Auburn University, Department of Physics, Auburn University, Auburn, Alabama.
Auburn University, Department of Physics, Auburn University, Auburn, Alabama.
Biophys J. 2023 Jul 25;122(14):2833-2840. doi: 10.1016/j.bpj.2023.01.042. Epub 2023 Feb 3.
Over a century ago, physicists started broadly relying on theoretical models to guide new experiments. Soon thereafter, chemists began doing the same. Now, biological research enters a new era when experiment and theory walk hand in hand. Novel software and specialized hardware became essential to understand experimental data and propose new models. In fact, current petascale computing resources already allow researchers to reach unprecedented levels of simulation throughput to connect in silico and in vitro experiments. The reduction in cost and improved access allowed a large number of research groups to adopt supercomputing resources and techniques. Here, we outline how large-scale computing has evolved to expand decades-old research, spark new research efforts, and continuously connect simulation and observation.
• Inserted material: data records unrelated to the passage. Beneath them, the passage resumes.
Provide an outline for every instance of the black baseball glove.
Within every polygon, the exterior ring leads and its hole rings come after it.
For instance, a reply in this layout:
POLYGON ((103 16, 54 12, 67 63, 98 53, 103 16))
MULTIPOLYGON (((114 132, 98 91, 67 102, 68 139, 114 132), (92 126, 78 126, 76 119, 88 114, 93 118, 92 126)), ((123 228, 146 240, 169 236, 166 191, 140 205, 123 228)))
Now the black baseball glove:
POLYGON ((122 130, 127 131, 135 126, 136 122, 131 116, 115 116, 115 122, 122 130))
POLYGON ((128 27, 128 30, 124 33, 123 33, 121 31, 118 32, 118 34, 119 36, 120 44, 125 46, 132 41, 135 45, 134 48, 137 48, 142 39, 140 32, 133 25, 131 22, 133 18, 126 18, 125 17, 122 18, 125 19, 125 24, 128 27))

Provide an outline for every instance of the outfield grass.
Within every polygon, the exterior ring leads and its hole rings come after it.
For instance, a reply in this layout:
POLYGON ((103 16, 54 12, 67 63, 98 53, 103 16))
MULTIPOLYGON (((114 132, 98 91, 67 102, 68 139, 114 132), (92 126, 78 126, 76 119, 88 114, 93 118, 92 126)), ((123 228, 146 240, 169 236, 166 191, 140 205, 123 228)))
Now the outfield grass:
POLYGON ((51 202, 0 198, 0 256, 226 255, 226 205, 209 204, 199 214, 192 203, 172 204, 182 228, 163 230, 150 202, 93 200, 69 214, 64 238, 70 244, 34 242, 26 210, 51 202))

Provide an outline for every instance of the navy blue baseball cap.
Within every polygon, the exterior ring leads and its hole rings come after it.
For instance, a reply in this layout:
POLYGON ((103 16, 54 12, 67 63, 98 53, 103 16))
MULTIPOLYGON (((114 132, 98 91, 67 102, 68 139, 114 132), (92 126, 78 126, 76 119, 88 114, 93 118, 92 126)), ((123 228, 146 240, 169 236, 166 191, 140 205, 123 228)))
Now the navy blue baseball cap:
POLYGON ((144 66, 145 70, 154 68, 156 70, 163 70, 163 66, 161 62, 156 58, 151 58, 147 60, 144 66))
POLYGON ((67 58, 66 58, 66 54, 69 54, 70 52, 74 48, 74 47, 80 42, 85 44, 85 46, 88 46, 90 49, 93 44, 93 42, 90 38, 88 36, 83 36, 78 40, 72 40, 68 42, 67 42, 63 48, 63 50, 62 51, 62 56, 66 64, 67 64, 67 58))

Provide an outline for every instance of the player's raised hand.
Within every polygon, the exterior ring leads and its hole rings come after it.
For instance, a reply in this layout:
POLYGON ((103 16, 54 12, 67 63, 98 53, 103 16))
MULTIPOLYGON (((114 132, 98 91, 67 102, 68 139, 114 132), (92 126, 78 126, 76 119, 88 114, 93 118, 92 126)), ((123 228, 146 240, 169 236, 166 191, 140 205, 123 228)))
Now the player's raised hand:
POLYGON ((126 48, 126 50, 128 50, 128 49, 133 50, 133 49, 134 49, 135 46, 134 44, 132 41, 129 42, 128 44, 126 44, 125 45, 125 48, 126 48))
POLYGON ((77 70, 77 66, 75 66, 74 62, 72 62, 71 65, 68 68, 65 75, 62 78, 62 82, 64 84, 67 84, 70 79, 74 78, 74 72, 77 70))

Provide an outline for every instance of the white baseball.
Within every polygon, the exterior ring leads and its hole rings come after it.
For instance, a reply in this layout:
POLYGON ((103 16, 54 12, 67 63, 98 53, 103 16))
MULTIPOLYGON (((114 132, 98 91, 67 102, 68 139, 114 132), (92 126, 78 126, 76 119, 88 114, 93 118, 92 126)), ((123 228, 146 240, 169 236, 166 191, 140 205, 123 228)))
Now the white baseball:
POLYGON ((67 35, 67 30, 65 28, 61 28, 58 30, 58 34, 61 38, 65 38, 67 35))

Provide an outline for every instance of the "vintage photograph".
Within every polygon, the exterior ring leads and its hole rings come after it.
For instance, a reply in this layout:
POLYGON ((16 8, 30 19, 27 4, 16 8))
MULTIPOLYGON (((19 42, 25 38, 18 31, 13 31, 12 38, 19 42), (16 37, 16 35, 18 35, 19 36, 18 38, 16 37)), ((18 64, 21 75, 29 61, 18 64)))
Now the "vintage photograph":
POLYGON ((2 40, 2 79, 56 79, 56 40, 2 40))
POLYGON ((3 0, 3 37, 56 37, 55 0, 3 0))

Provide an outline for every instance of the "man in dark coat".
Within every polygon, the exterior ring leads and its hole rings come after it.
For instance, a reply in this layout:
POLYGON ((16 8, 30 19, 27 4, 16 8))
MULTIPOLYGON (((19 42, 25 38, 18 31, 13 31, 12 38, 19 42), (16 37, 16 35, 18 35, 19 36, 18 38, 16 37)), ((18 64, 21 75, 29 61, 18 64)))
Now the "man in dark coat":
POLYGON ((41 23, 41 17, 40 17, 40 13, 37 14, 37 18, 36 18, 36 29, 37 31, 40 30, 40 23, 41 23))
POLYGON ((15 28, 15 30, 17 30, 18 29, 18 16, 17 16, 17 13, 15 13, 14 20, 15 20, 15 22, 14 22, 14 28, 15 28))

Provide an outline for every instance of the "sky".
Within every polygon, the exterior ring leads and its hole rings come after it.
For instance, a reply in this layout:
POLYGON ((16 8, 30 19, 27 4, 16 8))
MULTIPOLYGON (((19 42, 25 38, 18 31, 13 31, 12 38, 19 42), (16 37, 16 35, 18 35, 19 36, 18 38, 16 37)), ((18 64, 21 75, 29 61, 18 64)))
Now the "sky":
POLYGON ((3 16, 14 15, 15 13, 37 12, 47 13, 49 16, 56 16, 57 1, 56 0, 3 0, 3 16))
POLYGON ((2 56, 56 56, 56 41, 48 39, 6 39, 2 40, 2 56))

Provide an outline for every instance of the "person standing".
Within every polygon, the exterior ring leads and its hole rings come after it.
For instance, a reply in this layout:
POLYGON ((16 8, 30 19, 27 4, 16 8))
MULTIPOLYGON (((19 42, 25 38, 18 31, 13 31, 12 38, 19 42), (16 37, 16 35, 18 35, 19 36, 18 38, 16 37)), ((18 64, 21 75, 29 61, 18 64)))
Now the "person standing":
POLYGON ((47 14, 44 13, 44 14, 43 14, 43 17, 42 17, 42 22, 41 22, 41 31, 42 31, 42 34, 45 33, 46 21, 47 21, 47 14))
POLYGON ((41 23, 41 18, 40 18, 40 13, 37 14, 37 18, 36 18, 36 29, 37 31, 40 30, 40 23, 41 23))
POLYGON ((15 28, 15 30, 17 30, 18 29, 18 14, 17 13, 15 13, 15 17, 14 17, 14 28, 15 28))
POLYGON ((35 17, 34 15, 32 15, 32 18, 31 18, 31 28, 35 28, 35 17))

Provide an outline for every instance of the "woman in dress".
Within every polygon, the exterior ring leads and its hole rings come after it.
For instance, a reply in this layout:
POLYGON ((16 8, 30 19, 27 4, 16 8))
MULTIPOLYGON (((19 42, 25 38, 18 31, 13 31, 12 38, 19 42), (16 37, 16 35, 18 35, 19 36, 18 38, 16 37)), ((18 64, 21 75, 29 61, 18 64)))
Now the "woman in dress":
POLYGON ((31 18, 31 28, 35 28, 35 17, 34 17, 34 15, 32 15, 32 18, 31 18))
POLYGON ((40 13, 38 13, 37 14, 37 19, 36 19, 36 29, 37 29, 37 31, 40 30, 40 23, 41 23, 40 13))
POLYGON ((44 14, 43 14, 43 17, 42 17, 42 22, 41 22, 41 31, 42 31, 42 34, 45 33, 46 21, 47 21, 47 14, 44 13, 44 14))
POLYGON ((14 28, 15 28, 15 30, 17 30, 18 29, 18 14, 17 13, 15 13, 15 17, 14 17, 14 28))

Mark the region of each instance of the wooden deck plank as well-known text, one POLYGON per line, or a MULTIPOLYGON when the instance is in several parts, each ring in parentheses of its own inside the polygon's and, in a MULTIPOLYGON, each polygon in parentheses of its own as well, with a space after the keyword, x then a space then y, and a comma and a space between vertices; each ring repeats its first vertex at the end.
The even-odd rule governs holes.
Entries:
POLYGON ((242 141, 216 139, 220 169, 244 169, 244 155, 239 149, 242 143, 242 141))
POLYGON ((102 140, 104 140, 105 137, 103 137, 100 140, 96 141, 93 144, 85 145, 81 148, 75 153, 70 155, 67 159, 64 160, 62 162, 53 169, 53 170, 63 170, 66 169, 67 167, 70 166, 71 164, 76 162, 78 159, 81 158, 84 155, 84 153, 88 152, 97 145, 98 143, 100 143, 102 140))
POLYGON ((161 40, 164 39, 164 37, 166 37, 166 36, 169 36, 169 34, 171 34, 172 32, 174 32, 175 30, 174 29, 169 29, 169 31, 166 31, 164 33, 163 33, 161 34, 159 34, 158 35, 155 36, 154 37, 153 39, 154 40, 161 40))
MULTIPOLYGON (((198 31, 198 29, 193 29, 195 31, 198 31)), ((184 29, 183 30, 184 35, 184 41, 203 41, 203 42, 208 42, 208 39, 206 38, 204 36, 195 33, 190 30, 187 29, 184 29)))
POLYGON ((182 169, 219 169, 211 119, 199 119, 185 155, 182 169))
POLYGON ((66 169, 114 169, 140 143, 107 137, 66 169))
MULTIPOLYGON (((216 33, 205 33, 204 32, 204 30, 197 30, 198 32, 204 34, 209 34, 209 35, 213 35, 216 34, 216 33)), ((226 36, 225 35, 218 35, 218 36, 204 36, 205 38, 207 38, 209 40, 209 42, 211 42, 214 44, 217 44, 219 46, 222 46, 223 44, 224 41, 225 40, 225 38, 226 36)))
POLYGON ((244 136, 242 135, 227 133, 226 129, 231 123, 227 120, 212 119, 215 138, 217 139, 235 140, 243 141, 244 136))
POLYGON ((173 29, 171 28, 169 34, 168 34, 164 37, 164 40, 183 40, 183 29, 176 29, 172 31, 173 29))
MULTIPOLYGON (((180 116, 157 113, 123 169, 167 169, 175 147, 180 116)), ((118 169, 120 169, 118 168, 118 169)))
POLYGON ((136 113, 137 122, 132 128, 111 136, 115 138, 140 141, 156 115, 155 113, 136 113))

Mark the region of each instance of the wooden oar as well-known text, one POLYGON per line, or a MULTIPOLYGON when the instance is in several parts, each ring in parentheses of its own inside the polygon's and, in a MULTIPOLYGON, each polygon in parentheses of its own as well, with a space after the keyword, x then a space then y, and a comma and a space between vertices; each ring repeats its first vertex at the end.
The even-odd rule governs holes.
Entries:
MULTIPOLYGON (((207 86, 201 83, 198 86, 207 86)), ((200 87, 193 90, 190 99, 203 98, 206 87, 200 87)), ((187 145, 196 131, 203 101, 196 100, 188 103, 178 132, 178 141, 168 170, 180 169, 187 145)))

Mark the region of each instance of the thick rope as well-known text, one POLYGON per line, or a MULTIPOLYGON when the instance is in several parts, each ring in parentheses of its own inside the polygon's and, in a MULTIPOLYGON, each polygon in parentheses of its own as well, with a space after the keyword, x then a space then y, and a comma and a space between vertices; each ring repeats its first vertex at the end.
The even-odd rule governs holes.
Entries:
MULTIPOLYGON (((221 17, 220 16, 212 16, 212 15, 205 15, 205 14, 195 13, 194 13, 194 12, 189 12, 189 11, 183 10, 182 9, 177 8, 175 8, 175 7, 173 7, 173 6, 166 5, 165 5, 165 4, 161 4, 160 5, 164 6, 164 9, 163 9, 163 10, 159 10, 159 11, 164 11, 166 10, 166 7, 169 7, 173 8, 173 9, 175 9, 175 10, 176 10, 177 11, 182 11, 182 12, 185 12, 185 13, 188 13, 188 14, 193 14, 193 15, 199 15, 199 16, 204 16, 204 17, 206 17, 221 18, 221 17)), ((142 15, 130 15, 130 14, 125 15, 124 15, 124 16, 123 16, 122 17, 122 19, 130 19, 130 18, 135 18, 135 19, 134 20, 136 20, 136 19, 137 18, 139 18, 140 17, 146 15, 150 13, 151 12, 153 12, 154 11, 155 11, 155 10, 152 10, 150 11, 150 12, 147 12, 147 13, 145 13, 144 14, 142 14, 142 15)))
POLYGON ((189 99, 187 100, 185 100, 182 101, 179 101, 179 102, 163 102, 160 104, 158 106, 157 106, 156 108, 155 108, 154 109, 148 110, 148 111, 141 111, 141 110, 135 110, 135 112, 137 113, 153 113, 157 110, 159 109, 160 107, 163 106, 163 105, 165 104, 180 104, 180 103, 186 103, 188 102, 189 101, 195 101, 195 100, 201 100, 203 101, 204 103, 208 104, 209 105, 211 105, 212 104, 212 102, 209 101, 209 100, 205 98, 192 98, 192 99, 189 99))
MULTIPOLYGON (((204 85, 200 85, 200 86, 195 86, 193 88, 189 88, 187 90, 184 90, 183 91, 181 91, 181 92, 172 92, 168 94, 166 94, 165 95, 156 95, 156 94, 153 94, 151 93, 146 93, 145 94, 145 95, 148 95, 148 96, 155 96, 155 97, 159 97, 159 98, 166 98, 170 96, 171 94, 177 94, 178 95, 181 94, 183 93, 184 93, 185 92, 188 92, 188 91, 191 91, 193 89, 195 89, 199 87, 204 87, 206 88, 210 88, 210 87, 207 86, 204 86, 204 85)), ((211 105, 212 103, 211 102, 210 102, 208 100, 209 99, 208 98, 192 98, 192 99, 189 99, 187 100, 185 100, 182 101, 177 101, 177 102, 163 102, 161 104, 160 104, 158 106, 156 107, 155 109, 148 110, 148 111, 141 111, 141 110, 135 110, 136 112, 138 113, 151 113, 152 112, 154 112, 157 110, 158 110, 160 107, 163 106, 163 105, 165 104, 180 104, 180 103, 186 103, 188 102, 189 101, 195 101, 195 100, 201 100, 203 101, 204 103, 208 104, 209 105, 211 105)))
For instance, multiple publicly and privately funded groups have dedicated extensive resources to develop artificial intelligence tools for computational biophysics, from accelerating quantum chemistry calculations to proposing protein structure models. Moreover, advances in computer hardware have accelerated data processing from single-molecule experimental observations and simulations of chemical reactions occurring throughout entire cells. The combination of software and hardware has opened the way for exascale computing and the production of the first public exascale supercomputer, Frontier, inaugurated by the Oak Ridge National Laboratory in 2022. Ultimately, the popularization and development of computational techniques and the training of researchers to use them will only accelerate the diversification of tools and learning resources for future generations.
一个多世纪以前,物理学家开始广泛依赖理论模型来指导新的实验。此后不久,化学家也开始这样做。现在,生物学研究进入了一个新时代,实验和理论携手并进。新型软件和专门的硬件成为理解实验数据和提出新模型的必要条件。事实上,当前的每秒千万亿次计算资源已经允许研究人员达到前所未有的模拟通量水平,以连接计算机模拟实验和体外实验。成本的降低和访问权限的提高使得大量研究小组能够采用超级计算资源和技术。在这里,我们概述了大规模计算是如何发展的,以扩展数十年的研究,激发新的研究努力,并不断连接模拟和观察。例如,多个公共和私人资助的团体投入了大量资源来开发计算生物物理学的人工智能工具,从加速量子化学计算到提出蛋白质结构模型。此外,计算机硬件的进步加速了从单个分子实验观测到整个细胞中化学反应模拟的数据处理。软件和硬件的结合为 exascale 计算和第一台公共 exascale 超级计算机 Frontier 的诞生铺平了道路,该超级计算机由橡树岭国家实验室于 2022 年推出。最终,计算技术的普及和发展以及研究人员使用它们的培训只会加速未来几代人的工具和学习资源的多样化。